Does this make MO any money?

Can the Mail translate this audience into revenue? MO's rate card - as Robert Andrews uncovered - asks for CPM rates of between £20 and £40 - so assuming that the site manages to sell direct inventory to agencies at, say, 25 percent of its rate card for a £25 CPM slot - with some back-of-napkin calculations then they might expect to make £37,500 from six million users a day. Some interesting debate on this today from @Lakey and several others:

 

(Update: As Paul Lomax and others have mentioned on Twitter, the real CPM price will be even lower still - perhaps something like £1 or less, with much of the traffic being given over to remant, so my prediction is a little optimistic.)

MO contributed £16 million in revenue in 2011 - not nearly enough to cover its heavy expansion costs in the UK and US - but there isn't a feeling of panic.
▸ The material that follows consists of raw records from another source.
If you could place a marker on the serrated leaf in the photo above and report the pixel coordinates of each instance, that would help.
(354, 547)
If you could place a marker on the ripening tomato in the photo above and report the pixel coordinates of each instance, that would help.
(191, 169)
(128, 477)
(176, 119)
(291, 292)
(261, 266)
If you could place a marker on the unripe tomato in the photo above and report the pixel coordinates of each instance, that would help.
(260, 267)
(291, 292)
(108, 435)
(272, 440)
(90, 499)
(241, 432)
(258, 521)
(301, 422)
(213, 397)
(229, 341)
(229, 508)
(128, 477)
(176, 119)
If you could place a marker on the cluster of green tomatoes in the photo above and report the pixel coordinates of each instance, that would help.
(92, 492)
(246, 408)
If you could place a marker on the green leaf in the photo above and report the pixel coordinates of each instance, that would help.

The Daily Mail makes enough in print (although four percent down in 2011) to allow its online sister to grow slowly, as the annual report shows:

DMGT revenue split 2011

 

So it's ads all the way. But DMGT watchers may have noticed the 2011 annual report's key line on the site's monetisation: "...investment continues in new and emerging business models, particularly MailOnline which is key to future growth, and A&N Media Enterprises, which sells products and services directly to customers."

If nothing else, it's seems that there's a business model in outraging people.